Pour le président de la République, qui a fait de la "transformation" du pays, la raison d’être de son quinquennat, les jours à venir s’annoncent déterminants.
"Si Emmanuel Macron recule sur la réforme, il joue la crédibilité de la parole publique et perd des deux côtés, chez ses supporters comme chez les sceptiques", résume Franck Louvrier, ancien conseiller de Nicolas Sarkozy.
"Les Français, qu’ils soient d’accord ou non avec lui, estiment qu’il ne trahit pas ses engagements. Au moins, il n’y a pas de procès en trahison", appuie Jean-Daniel Lévy de Harris Interactive.
Mais la ligne de crête est étroite. Comme le socle de partisans d’Emmanuel Macron qui s’est stabilisé autour d’un tiers de satisfaits (33 %, contre 65 % de mécontents, selon un récent sondage Ifop).
Après un début de mandat où il a mené plusieurs réformes au pas de charge, le doute a fini par s’installer jusqu’au sein de son propre camp, selon Bruno Cautrès, du Cevipof.
Les enseignants, la clé ?
"Sa capacité à réformer n’est plus la même qu’au début de son quinquennat, c’est l’effet d’usure du pouvoir", reconnaît un conseiller ministériel. "Mais il peut s’appuyer sur son socle et a engrangé des soutiens chez les électeurs de droite". Au risque, souligne Bruno Cautrès, "d’incarner de plus en plus une présidence de centre-droit, voire de droite".
Aujourd’hui, c’est surtout cet électorat qui l’attend au tournant et tout recul trop important face aux organisations syndicales serait considéré comme un péché mortel par les soutiens du président à droite.
L’exécutif semble prêt à lâcher du lest sur sa réforme, à la fois sur les délais et les modalités pour certaines catégories, notamment les cheminots et les enseignants.
"Le défi, c’est les enseignants", martèle un cadre de la majorité.
M. Philippe leur a de nouveau adressé un message, évoquant la revalorisation "progressive" de leurs salaires puisqu’une "application absurde" des nouvelles règles de retraite "les pénaliserait".
"Alors que les syndicats cherchent à élargir le mouvement pour agréger les mécontentements, le gouvernement doit éviter le seuil critique. La clé est sans doute le sort des enseignants, une catégorie qui bénéficie d’un capital de sympathie", ajoute un conseiller ministériel.

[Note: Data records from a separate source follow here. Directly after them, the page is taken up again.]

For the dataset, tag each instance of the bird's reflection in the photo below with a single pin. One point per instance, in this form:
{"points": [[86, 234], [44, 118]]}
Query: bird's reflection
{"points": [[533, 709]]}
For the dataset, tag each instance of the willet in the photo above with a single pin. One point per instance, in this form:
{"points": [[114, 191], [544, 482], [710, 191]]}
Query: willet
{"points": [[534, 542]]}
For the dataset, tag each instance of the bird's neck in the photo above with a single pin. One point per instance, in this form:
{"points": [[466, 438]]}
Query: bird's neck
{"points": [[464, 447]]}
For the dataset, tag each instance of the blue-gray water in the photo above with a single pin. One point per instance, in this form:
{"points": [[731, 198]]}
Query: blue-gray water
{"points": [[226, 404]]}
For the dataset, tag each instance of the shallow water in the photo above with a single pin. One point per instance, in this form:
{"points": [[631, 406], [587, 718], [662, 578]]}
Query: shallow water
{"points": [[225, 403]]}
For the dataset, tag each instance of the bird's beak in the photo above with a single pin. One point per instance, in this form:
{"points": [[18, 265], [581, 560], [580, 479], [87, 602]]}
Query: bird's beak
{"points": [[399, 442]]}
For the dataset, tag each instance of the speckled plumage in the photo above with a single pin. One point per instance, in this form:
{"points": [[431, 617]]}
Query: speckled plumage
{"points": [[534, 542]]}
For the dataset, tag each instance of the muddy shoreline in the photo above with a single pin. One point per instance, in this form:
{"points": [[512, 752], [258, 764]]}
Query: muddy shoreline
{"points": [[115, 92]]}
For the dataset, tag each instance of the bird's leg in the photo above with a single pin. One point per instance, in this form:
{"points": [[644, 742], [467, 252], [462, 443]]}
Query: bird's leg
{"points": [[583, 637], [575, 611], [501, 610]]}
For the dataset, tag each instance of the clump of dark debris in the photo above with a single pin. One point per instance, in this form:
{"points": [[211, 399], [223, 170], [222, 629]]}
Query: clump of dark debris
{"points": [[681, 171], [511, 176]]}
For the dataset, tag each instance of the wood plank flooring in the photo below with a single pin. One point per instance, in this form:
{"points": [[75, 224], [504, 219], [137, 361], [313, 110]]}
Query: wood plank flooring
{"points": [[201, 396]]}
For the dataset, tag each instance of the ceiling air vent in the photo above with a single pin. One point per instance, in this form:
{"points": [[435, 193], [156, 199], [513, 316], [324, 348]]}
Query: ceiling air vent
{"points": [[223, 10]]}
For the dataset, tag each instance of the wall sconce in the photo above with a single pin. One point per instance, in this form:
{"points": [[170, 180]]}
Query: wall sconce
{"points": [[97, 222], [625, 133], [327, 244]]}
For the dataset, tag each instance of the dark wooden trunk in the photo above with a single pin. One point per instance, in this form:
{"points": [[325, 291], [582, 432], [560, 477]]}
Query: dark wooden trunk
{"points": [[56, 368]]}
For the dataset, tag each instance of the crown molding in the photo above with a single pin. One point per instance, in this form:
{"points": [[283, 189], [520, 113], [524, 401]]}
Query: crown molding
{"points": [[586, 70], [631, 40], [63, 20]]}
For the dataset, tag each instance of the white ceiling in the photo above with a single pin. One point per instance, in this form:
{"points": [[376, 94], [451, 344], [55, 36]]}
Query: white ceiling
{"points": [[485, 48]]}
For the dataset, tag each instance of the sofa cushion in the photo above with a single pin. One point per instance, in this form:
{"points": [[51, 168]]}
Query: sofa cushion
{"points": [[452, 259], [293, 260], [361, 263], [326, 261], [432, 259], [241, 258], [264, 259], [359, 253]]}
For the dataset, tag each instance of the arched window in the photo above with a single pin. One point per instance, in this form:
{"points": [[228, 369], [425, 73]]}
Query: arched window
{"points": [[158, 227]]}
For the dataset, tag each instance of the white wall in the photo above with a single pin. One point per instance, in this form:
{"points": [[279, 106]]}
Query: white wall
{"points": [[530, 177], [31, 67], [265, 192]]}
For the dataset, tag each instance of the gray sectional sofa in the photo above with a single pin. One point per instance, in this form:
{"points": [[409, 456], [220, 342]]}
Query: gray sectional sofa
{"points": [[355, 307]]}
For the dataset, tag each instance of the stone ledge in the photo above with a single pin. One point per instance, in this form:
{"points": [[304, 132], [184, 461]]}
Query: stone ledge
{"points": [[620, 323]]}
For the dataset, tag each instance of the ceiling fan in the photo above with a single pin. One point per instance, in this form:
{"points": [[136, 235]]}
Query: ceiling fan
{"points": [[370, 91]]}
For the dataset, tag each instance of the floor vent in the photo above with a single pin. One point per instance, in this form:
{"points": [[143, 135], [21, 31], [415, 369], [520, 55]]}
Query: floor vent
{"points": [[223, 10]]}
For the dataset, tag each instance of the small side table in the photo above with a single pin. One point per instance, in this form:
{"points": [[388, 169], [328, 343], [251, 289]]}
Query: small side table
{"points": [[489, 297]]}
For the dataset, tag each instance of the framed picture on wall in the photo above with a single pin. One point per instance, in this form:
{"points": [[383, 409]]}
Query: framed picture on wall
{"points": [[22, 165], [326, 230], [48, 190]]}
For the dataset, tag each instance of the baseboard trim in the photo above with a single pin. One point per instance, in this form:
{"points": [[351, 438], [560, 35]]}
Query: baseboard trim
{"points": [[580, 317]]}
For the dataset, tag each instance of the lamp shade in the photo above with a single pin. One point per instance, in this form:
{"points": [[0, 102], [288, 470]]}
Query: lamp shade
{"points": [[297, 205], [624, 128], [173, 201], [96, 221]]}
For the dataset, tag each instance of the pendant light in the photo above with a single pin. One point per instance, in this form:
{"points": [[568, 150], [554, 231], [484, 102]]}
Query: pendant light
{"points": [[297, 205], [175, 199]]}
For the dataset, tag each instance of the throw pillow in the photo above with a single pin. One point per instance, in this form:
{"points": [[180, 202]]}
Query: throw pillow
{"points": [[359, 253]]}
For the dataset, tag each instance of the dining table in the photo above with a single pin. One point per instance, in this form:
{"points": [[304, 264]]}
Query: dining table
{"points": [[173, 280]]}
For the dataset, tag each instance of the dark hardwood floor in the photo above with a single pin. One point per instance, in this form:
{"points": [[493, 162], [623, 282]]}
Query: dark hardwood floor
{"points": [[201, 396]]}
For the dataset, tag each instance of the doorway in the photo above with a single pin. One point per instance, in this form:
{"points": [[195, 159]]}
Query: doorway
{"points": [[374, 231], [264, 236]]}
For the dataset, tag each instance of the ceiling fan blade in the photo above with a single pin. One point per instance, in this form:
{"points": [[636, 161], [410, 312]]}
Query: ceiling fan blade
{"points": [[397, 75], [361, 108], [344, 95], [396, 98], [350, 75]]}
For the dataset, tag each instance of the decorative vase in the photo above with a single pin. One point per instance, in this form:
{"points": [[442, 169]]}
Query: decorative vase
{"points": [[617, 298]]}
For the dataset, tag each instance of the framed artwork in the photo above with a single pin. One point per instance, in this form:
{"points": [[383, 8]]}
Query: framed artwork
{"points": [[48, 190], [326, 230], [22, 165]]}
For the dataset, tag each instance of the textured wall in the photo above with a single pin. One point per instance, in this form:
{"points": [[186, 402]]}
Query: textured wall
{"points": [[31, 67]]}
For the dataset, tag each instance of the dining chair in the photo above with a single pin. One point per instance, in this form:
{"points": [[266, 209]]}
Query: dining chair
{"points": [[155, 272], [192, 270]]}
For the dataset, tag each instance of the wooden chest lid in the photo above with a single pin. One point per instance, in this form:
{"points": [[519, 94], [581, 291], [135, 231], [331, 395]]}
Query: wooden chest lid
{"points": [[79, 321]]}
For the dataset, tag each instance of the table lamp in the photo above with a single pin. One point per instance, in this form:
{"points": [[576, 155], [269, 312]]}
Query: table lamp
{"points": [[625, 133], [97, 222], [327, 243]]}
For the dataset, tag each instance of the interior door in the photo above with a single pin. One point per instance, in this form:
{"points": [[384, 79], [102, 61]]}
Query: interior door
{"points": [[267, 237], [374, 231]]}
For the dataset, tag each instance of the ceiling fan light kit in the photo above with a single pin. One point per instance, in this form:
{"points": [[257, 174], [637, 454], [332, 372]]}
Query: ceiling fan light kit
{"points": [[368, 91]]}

En définitive, même si Edouard Philippe a été chargé de porter la réforme c’est bien Emmanuel Macron qui sera jugé. Selon un récent sondage Elabe, 43 % des Français estiment que la grève actuelle est d’abord une mobilisation globale contre la politique du chef de l’Etat, avant d’être une opposition à la réforme des retraites.
Et jeudi, dans les nombreux cortèges à travers la France, c’est au président que la rue a demandé des comptes, comme au plus fort de la crise des "gilets jaunes". En 1995, on brocardait le Premier ministre Alain Juppé. 24 ans plus tard, il n’y en a que pour Emmanuel Macron.